Amazon Kindle Fire HD 6 review
The Amazon Kindle Fire HD 6 is the cheapest Kindle Fire to date. As with Amazon’s other Kindle devices, the Fire HD 6 runs its own operating system and is available with or without ‘Special Offers’. This is Amazon’s fancy way of describing how it serves adverts to its Kindle eReaders and Fire tablets through the lockscreen screensavers.
Opting for the Special Offer-equipped version will save you £10 off each of the 8GB and 16GB models. Otherwise the two versions will set you back £89 and £109 respectively. The lockscreen adverts aren’t too intrusive and you do at least occasionally receive exclusive offers.
As the name suggests, the Fire HD 6 is a 6in tablet and the smallest Fire tablet Amazon has produced. Its design takes a lot of cues from Amazon’s 2014 Kindle eReaders, such as the angular back. At a fraction shy of 11mm thick, the Fire HD 6 is surprisingly hefty for such a small device. It also weighs 290g, which is a substantial amount for something so diminutive. However, the device is nicely balanced due to its small size and you can comfortably hold it one-handed.
The HD 6 comes in an assortment of colours including Black, Citron (yellow), Cobalt (blue), Magenta and White, so you’ll be able to choose a model to suit your taste. The tablet's hard plastic rear makes the tablet feel at least as cheap as it is. This thick, heavy, plastic slate isn’t something to provoke desire, even for £80.

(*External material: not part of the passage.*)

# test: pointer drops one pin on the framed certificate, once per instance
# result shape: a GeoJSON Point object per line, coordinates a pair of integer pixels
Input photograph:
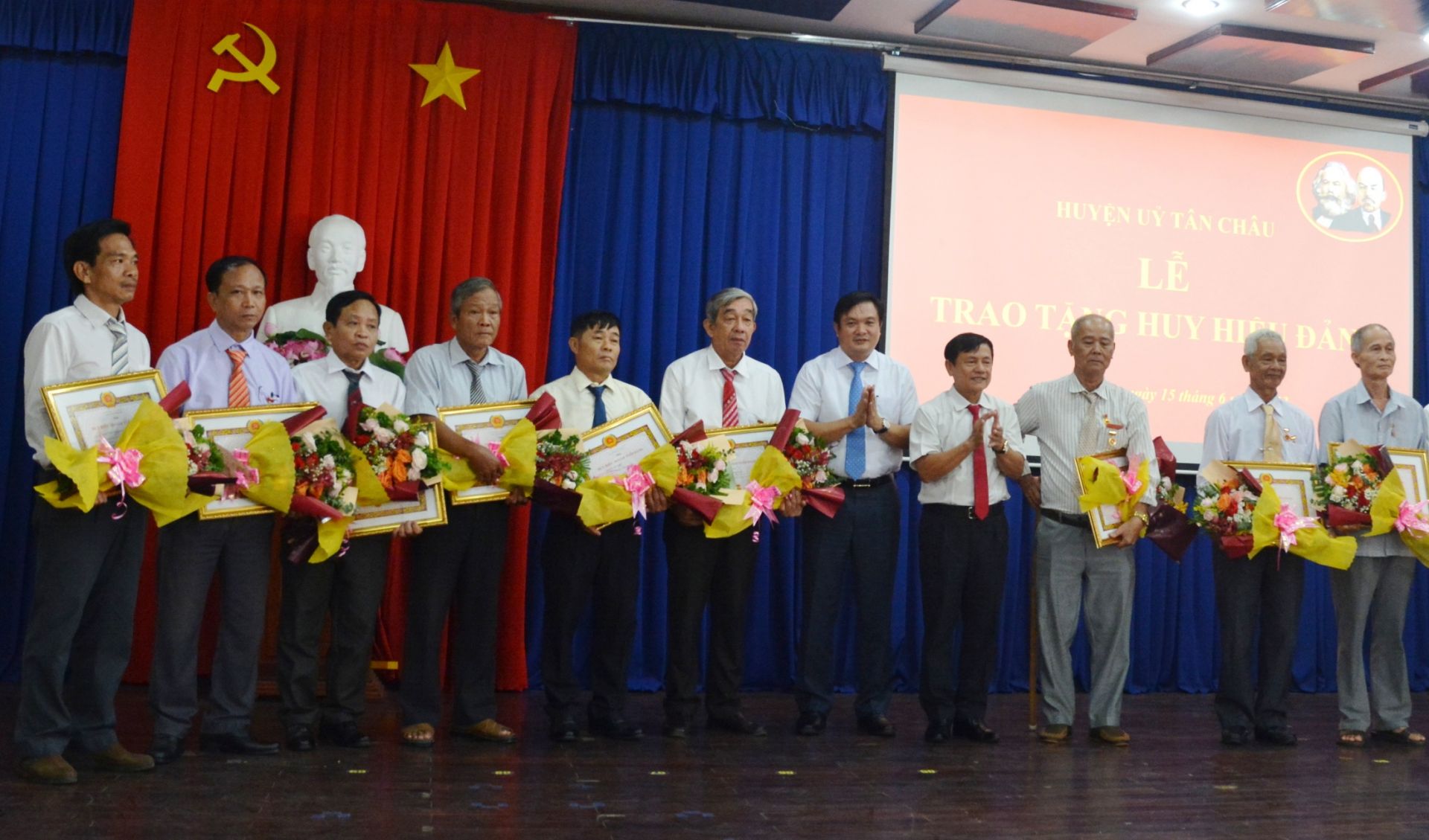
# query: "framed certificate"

The Fire HD 6 has a 6in IPS panel with a 1,280x800 resolution, which equates to a pixels-per-inch figure of 252ppi. The screen was perfectly fine for reading eBooks from Amazon’s Kindle library. Text was perfectly sharp and we didn’t strain our eyes reading for long periods. E-Ink screens will always be preferable for reading, but the HD 6 works well as a device you can also use to browse the web.

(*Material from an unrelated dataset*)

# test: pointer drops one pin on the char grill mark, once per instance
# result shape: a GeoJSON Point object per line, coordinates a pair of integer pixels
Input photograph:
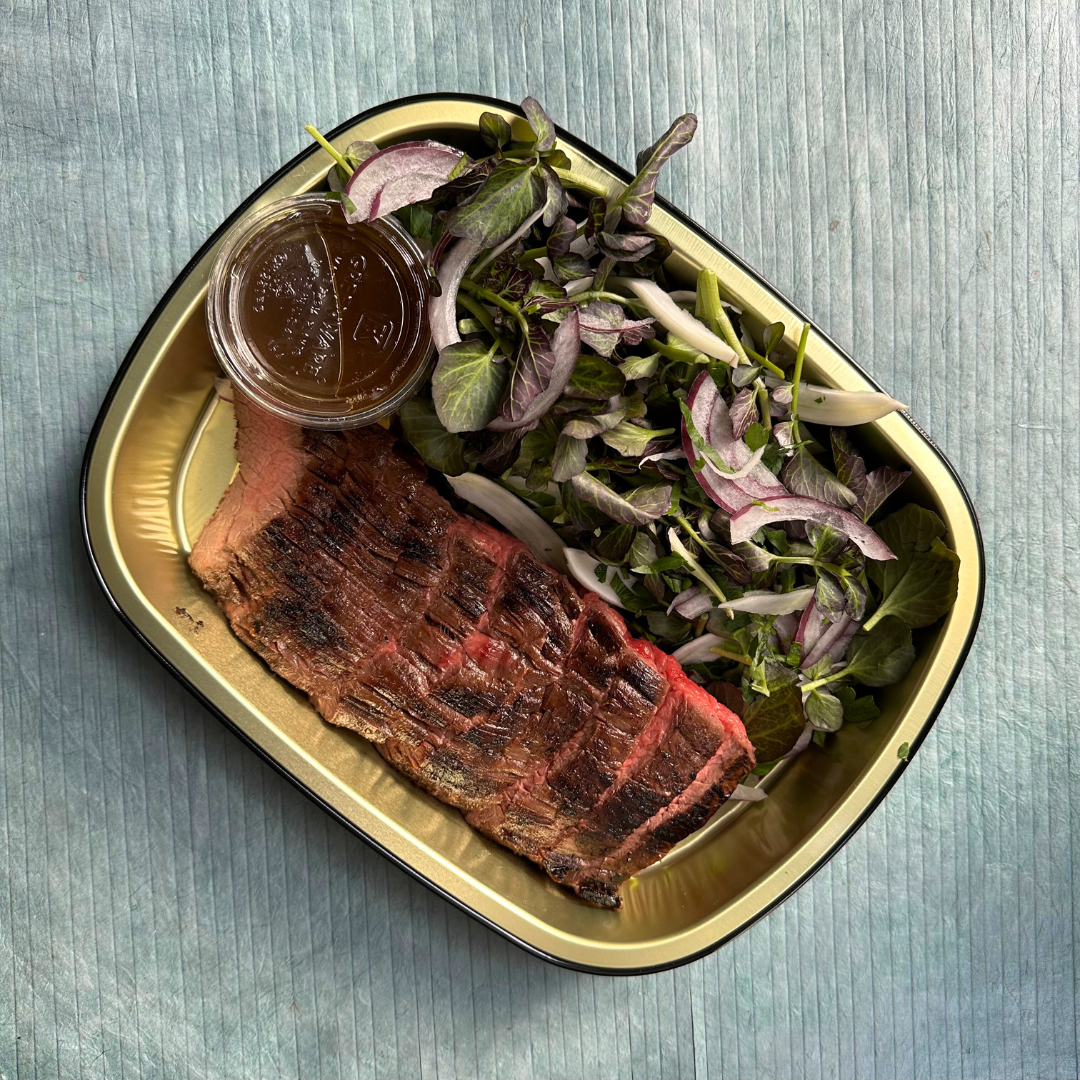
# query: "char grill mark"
{"type": "Point", "coordinates": [477, 672]}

The display doesn't make a brilliant first impression, as there's a huge air gap between the screen and the digitiser. This lends the tablet a distinctly retro look, robbing you of the feeling that the operating system is just below your finger, as well as making the display highly prone to reflections.

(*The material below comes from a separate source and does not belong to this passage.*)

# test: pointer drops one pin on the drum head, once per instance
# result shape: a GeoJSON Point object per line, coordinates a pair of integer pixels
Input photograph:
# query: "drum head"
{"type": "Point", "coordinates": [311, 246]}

Using our calibrator, we measured the screen’s black levels at 0.42cd/m2, isn’t as deep as we’d like but fair considering the cost of the tablet. The Fire HD 6’s 82.8% coverage of the sRGB colour gamut was far more impressive, and compares favourably with that of the Tesco Hudl2. Similarly, the Fire HD 6’s 1,139:1 contrast ratio is great for a cheap tablet.
The display's vertical viewing angles are fairly narrow, though, so you really need to use the HD 6 straight on. You’ll have to adjust the screen’s brightness manually as there’s no built-in ambient light sensor, but at maximum brightness the screen is just about legible outdoors.
Inside the tablet is a quad-core 1.5GHz processor paired with 1GB of RAM. In our SunSpider browser benchmark the Fire HD 6 managed a score of 788.3ms, which is very respectable for a low-cost tablet. Amazon’s Kindle Fire tablets come pre-installed with Amazon’s own Silk browser that uses Amazon Cloud to handle some of the processing to improve web page loading performance.
In testing, we found enabling this technology gave us a marginal improvement in page loading speeds when loading the Guardian website. Gaming performance was strong, too, with a score of 6,240 in our Ice Storm Extreme test and 10,305 in Ice Storm Unlimited, which renders the 3D tests at a set resolution for comparison between tablets. You’ll get better performance from the more expensive Tesco Hudl2, but we were still impressed with the HD 6's power. Bear in mind that the choice of games from Amazon's 'Appstore' is more limited than on Google Play - see below.
Amazon has had to compromise on the Fire HD 6’s cameras, equipping it with only a VGA (640x480) front camera and 2-megapixel rear camera. Even in outdoor shots with good lighting the camera performed poorly with lots of noise and a lack of detail and sharpness. Colour saturation and accuracy were also very poor. It’s a shame as due to the tablet’s small size we felt slightly less ridiculous using it as a camera than we normally do with tablets.
Amazon has also cut costs on the tablet’s single, mono rear-facing speaker, which sounds poor. It also wasn't very loud even at maximum volume, so expect to have to use headphones while watching films or playing games.